[kris-jusiak]

constexpr has to checked for leaks and UB so as long as there is coverage at compile-time (static_assert + constexpr) I would assume there shouldn't be neither leaks nor UB. But the context is limitted where that can be applied and actually compiles. For example, there is no way to do it with global variables but with limited scope that's possible.

[the_mitsuhiko]

I _think_ you cannot conclude from a constexpr not having UB at compile time that it won’t have UB at runtime.

[kris-jusiak]

I guess so, can't think of an example now but I'm pretty sure there are subtle corner cases (as always) and it depends on the testing, coverage and potential limitations of checking things at compile-time, though, IMHO, the technique is promissing and can help with a lot of use cases but defo not everything.

[layer8]

(nevermind)

[jcelerier]

Successful compilation of UB is explicitly disallowed by the standard in a constexpr context

[layer8]

Thanks, I wasn’t aware.
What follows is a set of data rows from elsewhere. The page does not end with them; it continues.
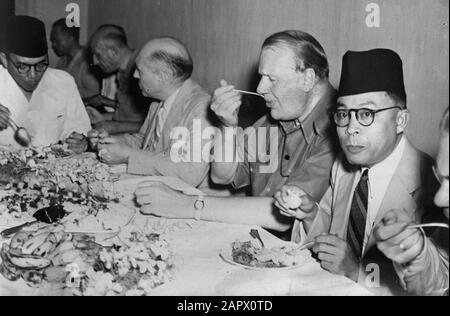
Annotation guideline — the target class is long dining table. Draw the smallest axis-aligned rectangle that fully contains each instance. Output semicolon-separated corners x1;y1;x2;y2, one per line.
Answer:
0;178;372;296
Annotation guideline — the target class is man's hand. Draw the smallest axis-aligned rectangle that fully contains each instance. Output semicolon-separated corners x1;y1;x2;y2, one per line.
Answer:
87;129;109;150
312;235;359;282
211;80;242;127
98;137;132;165
86;106;106;125
66;132;88;154
136;182;196;219
84;94;116;108
0;104;11;132
93;117;120;134
275;185;317;220
374;210;425;264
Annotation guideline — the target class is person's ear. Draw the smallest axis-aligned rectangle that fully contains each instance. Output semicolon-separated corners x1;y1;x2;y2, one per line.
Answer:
397;109;410;134
302;68;317;93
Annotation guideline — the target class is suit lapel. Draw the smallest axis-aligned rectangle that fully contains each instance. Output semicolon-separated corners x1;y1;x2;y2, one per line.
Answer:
365;140;421;254
142;102;161;150
330;162;358;239
161;80;192;148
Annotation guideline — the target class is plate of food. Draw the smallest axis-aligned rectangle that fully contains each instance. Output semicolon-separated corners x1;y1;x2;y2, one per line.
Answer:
220;240;309;270
0;225;174;296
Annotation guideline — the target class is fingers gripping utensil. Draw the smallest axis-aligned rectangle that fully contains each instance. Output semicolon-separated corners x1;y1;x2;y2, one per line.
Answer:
1;205;66;238
8;118;31;147
250;229;266;248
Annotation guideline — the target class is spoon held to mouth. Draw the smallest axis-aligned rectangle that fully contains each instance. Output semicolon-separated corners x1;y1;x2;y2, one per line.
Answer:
8;118;31;147
234;89;264;99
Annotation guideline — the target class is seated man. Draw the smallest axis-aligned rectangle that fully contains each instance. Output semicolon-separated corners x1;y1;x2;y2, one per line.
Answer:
90;38;211;186
137;31;335;233
50;18;100;100
375;109;449;296
277;49;440;294
86;25;151;134
0;16;91;152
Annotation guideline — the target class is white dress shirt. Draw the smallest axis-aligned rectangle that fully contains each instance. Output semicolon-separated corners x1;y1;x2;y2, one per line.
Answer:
142;88;181;150
353;137;406;253
0;66;91;148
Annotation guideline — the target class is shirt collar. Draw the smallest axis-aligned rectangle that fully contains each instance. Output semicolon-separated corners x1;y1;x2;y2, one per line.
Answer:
280;84;335;143
362;136;406;185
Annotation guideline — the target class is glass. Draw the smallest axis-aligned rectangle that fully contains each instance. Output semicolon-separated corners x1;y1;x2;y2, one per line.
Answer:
6;55;49;75
333;106;402;127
Although that seems to be restricted to core language UB and not include standard-library UB: https://stackoverflow.com/a/72494688/623763

[jvanderbot]

I think it's worth pointing out that your statement is true by definition, perhaps not true by implementation in these cases. It's not like UB produces _random_ behavior, it's just not specified what compilers _should_ do in those cases.

Of course, cannot be relied upon.

[DannyBee]

The standard explicitly disallows compiling of UB for constexpr.
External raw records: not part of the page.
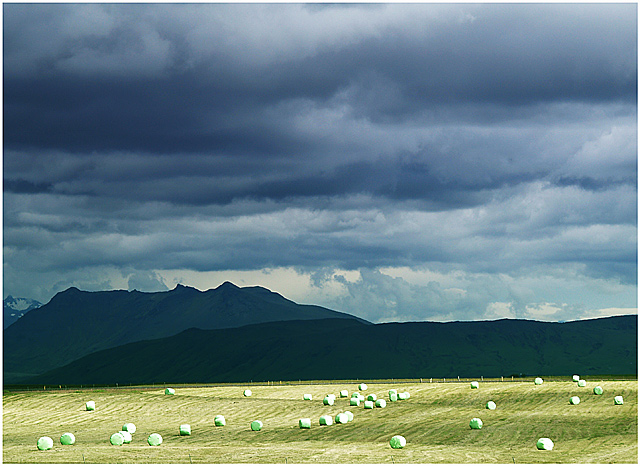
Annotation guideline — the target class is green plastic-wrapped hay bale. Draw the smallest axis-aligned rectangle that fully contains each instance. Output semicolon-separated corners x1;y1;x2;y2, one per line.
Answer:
37;437;53;451
60;432;76;445
251;421;263;432
298;417;311;429
469;417;482;429
109;432;124;445
147;434;162;447
536;437;553;450
389;435;407;448
122;422;136;434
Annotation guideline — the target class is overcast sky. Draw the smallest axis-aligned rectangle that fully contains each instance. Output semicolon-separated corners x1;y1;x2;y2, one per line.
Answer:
3;3;637;322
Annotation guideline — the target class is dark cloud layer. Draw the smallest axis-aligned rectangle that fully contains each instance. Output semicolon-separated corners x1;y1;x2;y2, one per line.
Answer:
3;4;637;319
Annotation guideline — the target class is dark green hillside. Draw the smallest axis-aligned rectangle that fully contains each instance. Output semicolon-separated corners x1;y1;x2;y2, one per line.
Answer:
30;316;637;384
4;282;365;383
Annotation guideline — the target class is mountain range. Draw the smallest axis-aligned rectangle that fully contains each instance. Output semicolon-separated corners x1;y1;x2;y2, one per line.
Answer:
4;282;637;384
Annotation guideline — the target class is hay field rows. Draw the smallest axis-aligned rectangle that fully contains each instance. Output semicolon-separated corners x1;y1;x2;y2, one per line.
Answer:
3;379;638;464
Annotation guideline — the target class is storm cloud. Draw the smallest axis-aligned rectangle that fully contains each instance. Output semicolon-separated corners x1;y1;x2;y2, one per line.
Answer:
3;3;637;321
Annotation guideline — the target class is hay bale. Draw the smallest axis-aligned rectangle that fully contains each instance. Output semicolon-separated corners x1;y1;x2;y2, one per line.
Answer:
298;417;311;429
389;435;407;448
118;430;133;443
37;437;53;451
469;417;482;429
109;432;124;445
536;437;553;450
60;432;76;445
122;422;136;434
251;421;263;432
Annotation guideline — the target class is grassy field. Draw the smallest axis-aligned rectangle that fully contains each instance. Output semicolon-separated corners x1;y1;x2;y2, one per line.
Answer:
3;379;638;464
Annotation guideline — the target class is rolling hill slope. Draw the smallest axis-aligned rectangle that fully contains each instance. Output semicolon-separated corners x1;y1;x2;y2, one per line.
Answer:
29;316;637;384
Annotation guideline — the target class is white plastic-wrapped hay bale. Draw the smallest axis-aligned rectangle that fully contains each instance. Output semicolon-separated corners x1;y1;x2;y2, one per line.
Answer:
389;435;407;448
118;430;133;443
122;422;136;434
60;432;76;445
37;437;53;451
469;417;482;429
536;437;553;450
298;417;311;429
109;432;124;445
251;421;263;432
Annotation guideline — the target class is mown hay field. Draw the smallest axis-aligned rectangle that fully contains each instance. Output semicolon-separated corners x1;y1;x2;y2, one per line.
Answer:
3;376;638;464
Otherwise, what you write is provably correct - UB is not statically decidable in all cases (and depending on the type of UB, not even in a lot of cases).

[ithkuil]

Doesn't it depend on the actual values?

If your compile time evaluations don't trigger signed integer overflow (or any other UB) does it follow that at runtime you couldn't pass a parameter that would trigger signed overflow?

I mean it's still useful because at least you know your test code is not artificially passing because of some UB makes it look like passing

[tialaramex]

> it's still useful because at least you know your test code is not artificially passing because of some UB makes it look like passing

Right, that's the extent of what this does. When I saw it on r/cpp I thought OK, somebody realised now they can make their C++ tests work as a reasonable person would expect, or perhaps realised that without this C++ tests are almost worthless because they can invoke Undefined Behaviour silently.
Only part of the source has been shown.